Disappointing Friends and Family
I’m realizing that neither my family nor friends treat me nicely. I always put them first and offer to help when I think they might need me, but no one does the same for me. When I do things for people our relationship gets closer and I feel happy. I drive my friends, lend my car, run errands for them but when my car breaks and I need them, they disappear. A few years ago, I gave my adult daughters the money I made from selling my home. Now I need a loan and I’ve been hinting to see if they would offer to help, but they don’t. I’m very upset about this and don’t know what else I can do to get any of them to treat me better.
Because you feel so distressed and unable to make sense of what is going wrong in your relationships, it is important to become aware of the thoughts and feelings that occur when you begin to overextend yourself with others. Perhaps being so available and needed by others is temporarily reassuring because it appears to secure an important position for you in the relationship. When giving to others you feel closer and possibly more loved and fulfilled which may be the driving force behind this pattern. Unfortunately, disappointment is inevitable because the reciprocity you hope for never happens.

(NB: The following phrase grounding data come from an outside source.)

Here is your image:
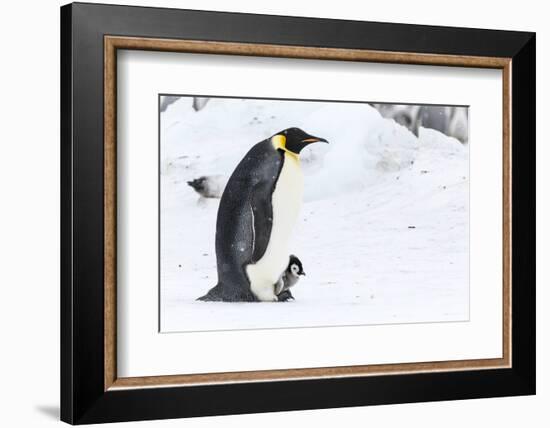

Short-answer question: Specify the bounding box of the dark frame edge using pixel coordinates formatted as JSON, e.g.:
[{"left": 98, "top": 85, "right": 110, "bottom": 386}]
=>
[
  {"left": 60, "top": 3, "right": 74, "bottom": 425},
  {"left": 510, "top": 32, "right": 536, "bottom": 394}
]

Finally, by prioritizing other’s needs over yours it conveys a message that your needs are unimportant and unwittingly grants permission for others to dismiss and mistreat you.
Dropping hints to your daughters regarding a loan clearly indicates your discomfort with asking directly and wishing for others to anticipate your needs without having to verbalize them. Although you need help and support, perhaps you are uncertain whether you have the right to ask for it. Once again your underlying self doubt is conveyed by the “hinting” behavior which may be why your daughters ignore your plight.